Compared with terrestrial communications, satellite links can be tricky to manage.

Compared with terrestrial communications, satellite links can be tricky to manage. For instance, satellite service providers must deal with the weather. Heavy rain or snow can slow transmissions and increase the number of dropped packets. Fortunately, new algorithms can minimize weather problems.

Another problem is distance. A signal travels from a users desktop to a network switch to a very small aperture terminal—a satellite dish—that exchanges information with a satellite orbiting the planet 22,300 miles up. Each time a data packet is shipped, it travels from the sending system to the satellite and then down to a receiving dish.

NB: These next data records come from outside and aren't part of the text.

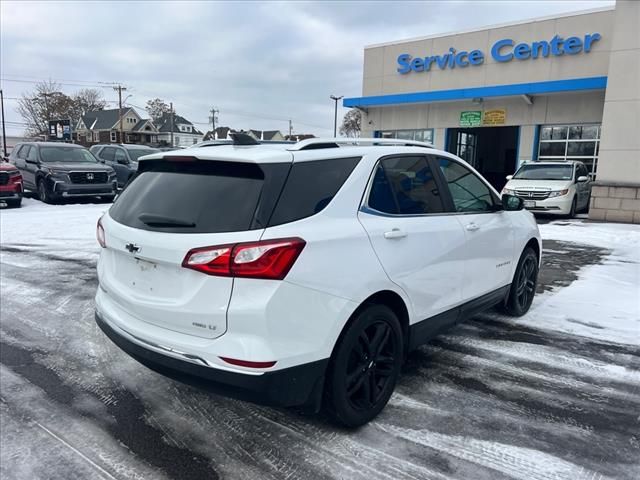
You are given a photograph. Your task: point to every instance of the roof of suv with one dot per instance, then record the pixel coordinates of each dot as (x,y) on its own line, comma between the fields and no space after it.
(312,149)
(51,144)
(552,162)
(128,146)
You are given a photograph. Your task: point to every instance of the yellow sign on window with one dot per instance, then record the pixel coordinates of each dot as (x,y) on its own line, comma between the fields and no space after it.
(494,117)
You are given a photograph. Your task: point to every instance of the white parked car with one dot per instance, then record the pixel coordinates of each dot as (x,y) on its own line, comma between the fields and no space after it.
(304,273)
(561,188)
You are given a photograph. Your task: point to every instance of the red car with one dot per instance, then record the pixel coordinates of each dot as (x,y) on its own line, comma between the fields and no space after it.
(10,185)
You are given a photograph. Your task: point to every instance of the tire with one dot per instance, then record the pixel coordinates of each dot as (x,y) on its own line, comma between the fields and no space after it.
(572,212)
(43,192)
(523,286)
(364,367)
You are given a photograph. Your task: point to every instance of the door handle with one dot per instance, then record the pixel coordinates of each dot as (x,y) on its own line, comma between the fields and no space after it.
(472,227)
(395,233)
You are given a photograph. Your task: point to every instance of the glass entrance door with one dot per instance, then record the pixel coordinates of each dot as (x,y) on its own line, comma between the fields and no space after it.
(466,146)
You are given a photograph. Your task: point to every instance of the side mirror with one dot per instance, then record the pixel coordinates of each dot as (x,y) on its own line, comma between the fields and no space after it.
(512,203)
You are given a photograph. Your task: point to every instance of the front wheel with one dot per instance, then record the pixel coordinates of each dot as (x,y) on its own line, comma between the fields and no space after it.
(523,286)
(572,212)
(43,192)
(365,367)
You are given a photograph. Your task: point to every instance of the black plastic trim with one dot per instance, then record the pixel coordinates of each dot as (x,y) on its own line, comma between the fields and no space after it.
(423,331)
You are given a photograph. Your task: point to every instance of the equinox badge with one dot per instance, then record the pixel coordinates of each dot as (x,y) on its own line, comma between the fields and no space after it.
(132,247)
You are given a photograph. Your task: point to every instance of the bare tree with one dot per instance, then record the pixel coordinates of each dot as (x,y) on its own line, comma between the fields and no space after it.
(86,100)
(351,123)
(45,103)
(156,108)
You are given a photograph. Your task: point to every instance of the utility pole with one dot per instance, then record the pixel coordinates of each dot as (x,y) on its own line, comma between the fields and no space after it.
(213,118)
(46,108)
(171,121)
(335,118)
(4,133)
(120,88)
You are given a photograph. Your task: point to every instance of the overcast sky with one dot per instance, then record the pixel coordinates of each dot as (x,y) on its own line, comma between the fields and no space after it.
(259,63)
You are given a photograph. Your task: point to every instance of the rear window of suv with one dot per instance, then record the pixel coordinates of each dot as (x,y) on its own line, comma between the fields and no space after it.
(197,196)
(215,196)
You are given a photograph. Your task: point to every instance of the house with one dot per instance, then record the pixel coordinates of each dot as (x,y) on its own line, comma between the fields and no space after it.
(298,137)
(273,135)
(185,133)
(103,126)
(220,133)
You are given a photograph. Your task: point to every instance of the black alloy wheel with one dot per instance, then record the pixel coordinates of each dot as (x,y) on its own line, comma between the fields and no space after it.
(43,192)
(523,287)
(365,366)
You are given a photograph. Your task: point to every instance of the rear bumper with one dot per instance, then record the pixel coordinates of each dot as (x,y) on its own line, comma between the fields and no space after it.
(298,385)
(10,195)
(556,205)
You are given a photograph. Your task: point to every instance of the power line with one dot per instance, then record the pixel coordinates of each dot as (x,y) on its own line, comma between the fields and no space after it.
(39,79)
(35,82)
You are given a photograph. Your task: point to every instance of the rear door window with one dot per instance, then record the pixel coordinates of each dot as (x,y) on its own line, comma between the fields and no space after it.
(23,152)
(108,153)
(405,186)
(120,156)
(468,192)
(200,196)
(310,188)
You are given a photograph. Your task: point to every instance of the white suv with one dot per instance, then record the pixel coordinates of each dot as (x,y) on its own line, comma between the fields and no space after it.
(304,273)
(560,187)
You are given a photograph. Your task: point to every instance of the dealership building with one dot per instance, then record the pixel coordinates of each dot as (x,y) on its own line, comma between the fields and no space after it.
(553,88)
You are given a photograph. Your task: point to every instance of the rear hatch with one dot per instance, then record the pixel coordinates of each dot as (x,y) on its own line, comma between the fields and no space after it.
(168,209)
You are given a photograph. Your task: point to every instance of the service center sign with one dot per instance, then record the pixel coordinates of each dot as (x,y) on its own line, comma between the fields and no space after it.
(502,51)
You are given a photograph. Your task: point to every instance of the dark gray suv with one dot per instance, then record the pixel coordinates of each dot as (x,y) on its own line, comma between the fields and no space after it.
(122,158)
(63,170)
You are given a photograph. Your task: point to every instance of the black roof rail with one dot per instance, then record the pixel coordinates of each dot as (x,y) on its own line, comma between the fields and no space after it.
(240,138)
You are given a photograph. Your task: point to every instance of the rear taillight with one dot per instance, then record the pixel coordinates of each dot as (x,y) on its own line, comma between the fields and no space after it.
(269,259)
(247,363)
(100,234)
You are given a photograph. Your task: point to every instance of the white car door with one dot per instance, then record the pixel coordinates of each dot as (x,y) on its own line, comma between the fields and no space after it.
(488,255)
(417,243)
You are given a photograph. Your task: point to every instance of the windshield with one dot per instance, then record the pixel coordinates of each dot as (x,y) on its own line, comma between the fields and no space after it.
(137,153)
(544,172)
(66,154)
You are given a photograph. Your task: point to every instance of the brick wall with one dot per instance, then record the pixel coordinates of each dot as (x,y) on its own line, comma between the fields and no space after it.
(615,203)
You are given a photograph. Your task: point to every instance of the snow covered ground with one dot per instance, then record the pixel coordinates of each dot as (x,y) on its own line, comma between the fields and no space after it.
(554,395)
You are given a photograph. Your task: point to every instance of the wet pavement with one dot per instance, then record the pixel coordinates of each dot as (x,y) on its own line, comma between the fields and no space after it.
(490,399)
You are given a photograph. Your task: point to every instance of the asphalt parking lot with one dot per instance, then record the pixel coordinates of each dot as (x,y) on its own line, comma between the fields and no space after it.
(493,398)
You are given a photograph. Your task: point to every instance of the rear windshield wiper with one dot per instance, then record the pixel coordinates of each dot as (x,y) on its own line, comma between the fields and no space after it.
(161,221)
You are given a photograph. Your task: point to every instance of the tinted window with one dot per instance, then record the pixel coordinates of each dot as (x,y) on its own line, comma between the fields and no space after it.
(108,153)
(33,154)
(582,171)
(24,150)
(405,186)
(531,171)
(310,187)
(199,197)
(137,153)
(121,155)
(468,192)
(66,154)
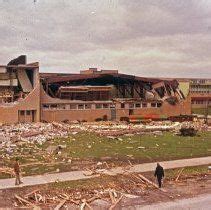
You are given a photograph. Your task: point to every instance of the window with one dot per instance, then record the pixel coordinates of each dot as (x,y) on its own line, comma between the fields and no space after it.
(144,105)
(62,106)
(131,106)
(45,106)
(98,106)
(80,106)
(87,106)
(138,105)
(159,104)
(28,112)
(105,106)
(54,106)
(22,112)
(153,105)
(73,106)
(122,105)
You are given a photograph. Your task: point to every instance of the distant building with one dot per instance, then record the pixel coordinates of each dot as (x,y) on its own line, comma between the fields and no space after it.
(200,92)
(29,96)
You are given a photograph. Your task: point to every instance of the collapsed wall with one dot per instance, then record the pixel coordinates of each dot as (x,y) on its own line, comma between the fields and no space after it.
(19,92)
(110,96)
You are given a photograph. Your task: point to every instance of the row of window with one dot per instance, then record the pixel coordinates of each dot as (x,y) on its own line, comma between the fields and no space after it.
(100,106)
(200,102)
(200,91)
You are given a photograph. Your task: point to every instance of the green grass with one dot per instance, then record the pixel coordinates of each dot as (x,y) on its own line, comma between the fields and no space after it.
(89,146)
(164,147)
(105,181)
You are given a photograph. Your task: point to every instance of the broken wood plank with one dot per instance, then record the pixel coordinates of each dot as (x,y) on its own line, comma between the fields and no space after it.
(92,199)
(111,197)
(150,182)
(116,202)
(178,176)
(60,205)
(26,202)
(31,193)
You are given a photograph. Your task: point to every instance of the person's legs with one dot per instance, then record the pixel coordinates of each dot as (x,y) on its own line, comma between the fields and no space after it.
(16,179)
(19,179)
(159,182)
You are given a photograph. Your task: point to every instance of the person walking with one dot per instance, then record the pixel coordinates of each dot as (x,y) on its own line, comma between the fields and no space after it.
(17,172)
(159,173)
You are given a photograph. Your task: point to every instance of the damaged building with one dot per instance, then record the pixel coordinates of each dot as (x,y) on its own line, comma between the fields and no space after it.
(92,95)
(96,95)
(19,91)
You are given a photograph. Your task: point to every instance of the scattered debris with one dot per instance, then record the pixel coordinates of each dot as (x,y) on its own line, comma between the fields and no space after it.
(178,176)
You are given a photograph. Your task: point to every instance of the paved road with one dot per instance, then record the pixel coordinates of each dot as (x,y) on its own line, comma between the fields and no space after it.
(77,175)
(202,202)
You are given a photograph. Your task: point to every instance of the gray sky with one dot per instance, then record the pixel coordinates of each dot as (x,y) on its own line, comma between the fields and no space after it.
(168,38)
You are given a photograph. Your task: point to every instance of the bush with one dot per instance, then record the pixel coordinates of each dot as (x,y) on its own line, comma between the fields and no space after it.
(98,119)
(125,119)
(105,118)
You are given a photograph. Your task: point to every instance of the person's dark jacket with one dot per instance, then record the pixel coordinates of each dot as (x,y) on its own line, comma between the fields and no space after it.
(159,172)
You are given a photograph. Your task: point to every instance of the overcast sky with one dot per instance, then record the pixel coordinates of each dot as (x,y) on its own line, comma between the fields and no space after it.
(168,38)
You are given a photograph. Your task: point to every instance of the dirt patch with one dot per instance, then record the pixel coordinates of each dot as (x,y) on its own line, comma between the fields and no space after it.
(133,190)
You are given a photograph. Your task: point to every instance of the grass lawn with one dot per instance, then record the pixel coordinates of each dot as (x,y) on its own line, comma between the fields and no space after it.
(105,181)
(141,147)
(84,147)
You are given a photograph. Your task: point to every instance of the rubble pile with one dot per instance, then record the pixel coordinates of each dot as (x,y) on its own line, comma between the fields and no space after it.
(129,186)
(39,133)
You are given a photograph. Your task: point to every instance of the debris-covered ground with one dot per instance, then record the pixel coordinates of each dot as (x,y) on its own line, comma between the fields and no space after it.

The minimum time to make the trip is 0.25 seconds. However, the framing, queuing and switching that TCP/IP relies on to ensure that packets arrive at the proper destination can increase that time to as much as 0.5 seconds.

TCP/IP was designed for networks where delays are measured in milliseconds, rather than tenths of a second. So, satellite delays can disrupt the acknowledgements and handshaking that are at the core of the network protocol. When a signal becomes garbled, TCP/IP slows down its transmission rate. In a satellite network, that can mean transmissions crawl.

However, vendors have developed workarounds for the problem. These include sophisticated error-checking mechanisms that compensate for weather problems. Packet spoofing fools a sending system into thinking it has received acknowledgements for shipped packets and helps avert transmission delays.

Satellite service vendors are now using these networking techniques to deliver broadband IP services offering performance comparable to that of land lines.